This project is being made as part of the Quantum Computational Chemistry Group that is within Quantum Computing at Berkeley
BerryDelight is currently planned to be a simulation-first benchmark in quantum computational chemistry built around a question: when a variational quantum eigensolver is put up against a cheap classical surrogate, selected configuration interaction, does the quantum method actually win, and where?
There are no claims of quantum advantage being made for this project. The benchmark half is explicitly a learning substrate: build the full stack, understand the methods from the ground up, and reproduce a known result rigorously across molecules spanning weak single-reference correlation through strong multireference correlation, the regime where classical gold-standard methods begin to fail. Because the chosen systems will be small enough to have exact ground-truth energies, every method can be measured against the truth, and a negative result, where the surrogate matches or beats the quantum method, is a valid and expected outcome.
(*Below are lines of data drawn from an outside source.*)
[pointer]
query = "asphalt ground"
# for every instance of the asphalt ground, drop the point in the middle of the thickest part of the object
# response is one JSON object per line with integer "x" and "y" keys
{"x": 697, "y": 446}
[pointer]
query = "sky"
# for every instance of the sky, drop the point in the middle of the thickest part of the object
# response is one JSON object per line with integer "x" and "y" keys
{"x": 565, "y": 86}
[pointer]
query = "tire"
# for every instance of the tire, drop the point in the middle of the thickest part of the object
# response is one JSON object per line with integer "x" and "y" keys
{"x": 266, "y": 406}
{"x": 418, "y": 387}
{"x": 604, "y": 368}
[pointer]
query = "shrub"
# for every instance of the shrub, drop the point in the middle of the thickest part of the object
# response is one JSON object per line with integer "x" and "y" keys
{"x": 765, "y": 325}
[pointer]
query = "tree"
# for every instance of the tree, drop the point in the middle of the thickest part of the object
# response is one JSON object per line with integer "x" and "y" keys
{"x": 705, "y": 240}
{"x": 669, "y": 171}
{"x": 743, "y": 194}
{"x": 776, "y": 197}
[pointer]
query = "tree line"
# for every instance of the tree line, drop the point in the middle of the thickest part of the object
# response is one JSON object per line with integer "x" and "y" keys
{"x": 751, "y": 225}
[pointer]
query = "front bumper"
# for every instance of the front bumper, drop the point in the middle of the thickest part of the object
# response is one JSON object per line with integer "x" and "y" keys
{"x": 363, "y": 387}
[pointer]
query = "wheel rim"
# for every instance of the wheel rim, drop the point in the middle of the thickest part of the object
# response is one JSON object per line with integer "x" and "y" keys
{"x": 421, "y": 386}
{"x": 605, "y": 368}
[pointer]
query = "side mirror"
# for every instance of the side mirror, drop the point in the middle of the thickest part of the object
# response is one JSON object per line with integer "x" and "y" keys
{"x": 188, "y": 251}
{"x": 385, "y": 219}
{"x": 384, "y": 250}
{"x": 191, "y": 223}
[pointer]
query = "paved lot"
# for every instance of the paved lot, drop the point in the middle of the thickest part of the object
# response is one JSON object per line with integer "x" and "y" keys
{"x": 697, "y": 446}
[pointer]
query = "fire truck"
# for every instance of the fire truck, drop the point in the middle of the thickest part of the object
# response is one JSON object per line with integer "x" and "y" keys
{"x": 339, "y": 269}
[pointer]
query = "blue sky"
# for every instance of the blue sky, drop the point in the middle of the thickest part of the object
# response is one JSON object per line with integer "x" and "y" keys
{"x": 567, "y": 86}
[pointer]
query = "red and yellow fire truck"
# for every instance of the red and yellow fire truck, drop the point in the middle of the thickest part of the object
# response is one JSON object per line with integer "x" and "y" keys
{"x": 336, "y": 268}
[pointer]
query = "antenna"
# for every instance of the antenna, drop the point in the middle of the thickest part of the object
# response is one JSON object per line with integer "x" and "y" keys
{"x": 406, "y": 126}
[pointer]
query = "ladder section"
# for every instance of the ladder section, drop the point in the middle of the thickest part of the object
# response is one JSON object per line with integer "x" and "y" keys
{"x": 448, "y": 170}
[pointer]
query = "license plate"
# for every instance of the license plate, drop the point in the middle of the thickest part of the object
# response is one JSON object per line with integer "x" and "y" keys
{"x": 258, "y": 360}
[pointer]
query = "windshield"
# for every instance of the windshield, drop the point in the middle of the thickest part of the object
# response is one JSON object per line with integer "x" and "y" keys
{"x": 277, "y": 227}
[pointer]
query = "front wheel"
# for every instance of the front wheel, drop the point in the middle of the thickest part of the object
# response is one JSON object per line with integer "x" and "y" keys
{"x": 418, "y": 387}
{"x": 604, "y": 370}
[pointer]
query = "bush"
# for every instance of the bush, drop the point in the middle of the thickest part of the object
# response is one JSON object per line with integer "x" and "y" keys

The second half of the project is the actually new question: given the benchmark results across the molecule set, can cheap chemical descriptors predict where the quantum-versus-surrogate gap opens, and which descriptors drive it? That question has a known qualitative answer but no systematic predictive model, and it is what BerryDelight is actually about.
The pipeline is Python-first, leaning on libraries like PennyLane and PySCF, with Rust reserved for the heavy lifting, beginning with a from-scratch selected-CI engine that serves as both a learning project and an independent cross-check.